My absolute favorite find as far as kitchen tools for dehydrating goes is this little pot.
The 4th Burner Pot has turned into a handy tool that I use to slice up my fruit and drop it into lemon juice before laying out on trays. I have a full review here.
Frequently Asked Questions
Dehydrating can be done with different methods. Each method has its own benefits, and the best choice depends on the specific food being dried and the user’s preference.
Dehydrators are quicker, more consistent, and allow for precise temperature control. For a beginner a dehydrator may be the easiest option due to their more controlled conditions. With a thermostat and heating element much of the guesswork of other drying methods is removed.
Air drying and sun drying are slower, but they require less equipment and can be done outdoors. Air and sun drying can be tricky depending on your climate. If you live in a desert… definitely give it at try! If you live in humidity, try it but be aware of the humidity as that can affect your dehydrating projects.
Oven drying is a thing… but I would only suggest it if you have a small amount to dry. It seems to me oven drying would be inefficient with energy loss. Ovens are not the most efficient.
The main advantage to dehydrating is space. Dried foods take up hardly any space at all compared to both freezing and canning. A quart size jar holds a lot of food!
It also is better for the nutritional value of your foods. I hate to admit it, but yes…. canned food does lose more nutrition than dried. Although some nutrients and vitamins may be lost in the process, dehydration can also help concentrate flavors and make the flavor of the food really pop! This is most true when you dry fruit to eat as snacks.
The other is energy. No energy is expended to store dried foods. You do use electricity to run an electric dehydrator, but it is still efficient. If you have a way to dry foods with solar energy, that is even better!
Some potential disadvantages of dehydrating food include loss of nutrients, any food preservation will cause some loss of nutrients. Dehydrating is probably the best for this. It maintains many of the nutrients better than other forms of food preservation.
The initial cost and ongoing energy expenses of a dehydrator. This is actually offset though by the savings of no energy expenses for the storage of the food. Canning also has initial expenses of a canner and jars. So for my opinion they are pretty close as far as costs.
This depends on the type of food, how well it was dehydrated (how much moisture content did you remove?) and how it is stored.

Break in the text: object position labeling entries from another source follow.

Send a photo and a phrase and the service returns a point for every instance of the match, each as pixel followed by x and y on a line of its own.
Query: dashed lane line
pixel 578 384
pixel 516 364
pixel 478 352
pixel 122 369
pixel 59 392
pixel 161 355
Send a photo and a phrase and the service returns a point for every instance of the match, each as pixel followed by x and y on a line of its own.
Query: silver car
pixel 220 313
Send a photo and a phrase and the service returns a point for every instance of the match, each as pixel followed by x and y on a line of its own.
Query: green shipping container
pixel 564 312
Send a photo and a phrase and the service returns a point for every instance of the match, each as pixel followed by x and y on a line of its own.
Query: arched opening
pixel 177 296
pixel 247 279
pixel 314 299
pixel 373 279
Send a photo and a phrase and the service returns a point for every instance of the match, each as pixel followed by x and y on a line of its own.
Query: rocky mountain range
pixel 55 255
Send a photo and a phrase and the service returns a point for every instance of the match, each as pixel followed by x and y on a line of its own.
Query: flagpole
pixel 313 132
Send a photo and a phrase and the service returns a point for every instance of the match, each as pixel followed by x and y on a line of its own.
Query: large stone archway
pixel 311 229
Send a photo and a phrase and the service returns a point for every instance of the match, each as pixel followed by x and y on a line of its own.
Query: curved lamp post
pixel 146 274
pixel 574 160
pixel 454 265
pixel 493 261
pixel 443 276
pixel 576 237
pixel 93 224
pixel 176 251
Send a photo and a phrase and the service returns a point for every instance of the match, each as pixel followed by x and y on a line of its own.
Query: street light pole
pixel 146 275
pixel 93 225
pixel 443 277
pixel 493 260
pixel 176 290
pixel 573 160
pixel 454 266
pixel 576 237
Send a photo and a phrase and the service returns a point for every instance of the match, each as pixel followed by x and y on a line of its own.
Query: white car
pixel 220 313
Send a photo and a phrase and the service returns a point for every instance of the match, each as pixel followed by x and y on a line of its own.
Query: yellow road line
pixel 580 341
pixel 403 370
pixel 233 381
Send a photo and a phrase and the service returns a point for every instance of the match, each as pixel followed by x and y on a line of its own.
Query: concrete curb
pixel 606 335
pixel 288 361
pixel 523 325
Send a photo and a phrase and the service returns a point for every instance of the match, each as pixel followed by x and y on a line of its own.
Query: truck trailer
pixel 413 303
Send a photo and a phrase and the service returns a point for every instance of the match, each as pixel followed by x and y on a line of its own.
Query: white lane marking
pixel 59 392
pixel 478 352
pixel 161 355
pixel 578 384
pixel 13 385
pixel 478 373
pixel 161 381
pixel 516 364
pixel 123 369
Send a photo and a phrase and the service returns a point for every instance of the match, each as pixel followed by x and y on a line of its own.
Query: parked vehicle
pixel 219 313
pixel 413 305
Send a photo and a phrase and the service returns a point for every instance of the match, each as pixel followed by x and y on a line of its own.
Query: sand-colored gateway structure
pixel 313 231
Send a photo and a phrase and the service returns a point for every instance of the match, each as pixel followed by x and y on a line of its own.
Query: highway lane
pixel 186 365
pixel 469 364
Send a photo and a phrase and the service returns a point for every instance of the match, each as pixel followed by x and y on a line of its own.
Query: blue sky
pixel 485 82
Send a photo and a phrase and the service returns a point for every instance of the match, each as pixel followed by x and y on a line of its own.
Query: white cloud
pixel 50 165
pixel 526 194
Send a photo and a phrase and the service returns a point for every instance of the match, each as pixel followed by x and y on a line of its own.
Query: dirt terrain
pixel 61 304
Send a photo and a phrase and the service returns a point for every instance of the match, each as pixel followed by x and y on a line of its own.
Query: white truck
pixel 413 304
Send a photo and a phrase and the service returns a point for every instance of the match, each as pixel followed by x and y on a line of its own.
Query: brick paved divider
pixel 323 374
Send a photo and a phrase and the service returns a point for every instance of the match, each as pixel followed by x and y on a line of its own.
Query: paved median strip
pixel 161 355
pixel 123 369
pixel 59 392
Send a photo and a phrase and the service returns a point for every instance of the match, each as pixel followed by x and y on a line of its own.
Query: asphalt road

How it was conditioned before storage.
According to the National Center for Food Preservation. “Most dried fruits can be stored for 1 year at 60ºF, 6 months at 80ºF. Vegetables have about half the shelf-life of fruits.” https://nchfp.uga.edu/how/dry/pack_store.html
Dehydrating full meals is possible in some cases. Often the best approach is to dehydrate the individual ingredients of your meal and then put them together to create suppers like stew or soup. :). I’ll often toss in dehydrated carrots, onions and other vegetables to my crockpot to create a nice soup by supper time.
Often backpackers will even dehydrated pasta, rice or grains in addition to vegetables and meat. This saves time on the trail with cooking. Precooked and dehydrated quinoa or spaghetti cooks quicker.
Eggs Cheese and Dairy Products are tricky to dehydrate. The fat and oils in them do not dehydrate well, the risk of bacteria is high. And most sites mention that they will go rancid quickly. Freeze drying would be a better alternative.
Butter in particular would be difficult to dehydrate. Can you imagine the melted mess?
Cream and Milk are better suited for freeze drying.
Avocado can be dehydrated but they have a lot of oils in them so they would take a very long time. Again freeze drying would be better.
Meat can be dehydrated (think jerky) but you want to use less fatty cuts of meat. We make jerky out of venison. Venison is known for no fat. Pork would be harder. If you are going to dehydrate ground beef, brown it rinse it well and it will dehydrate that much faster.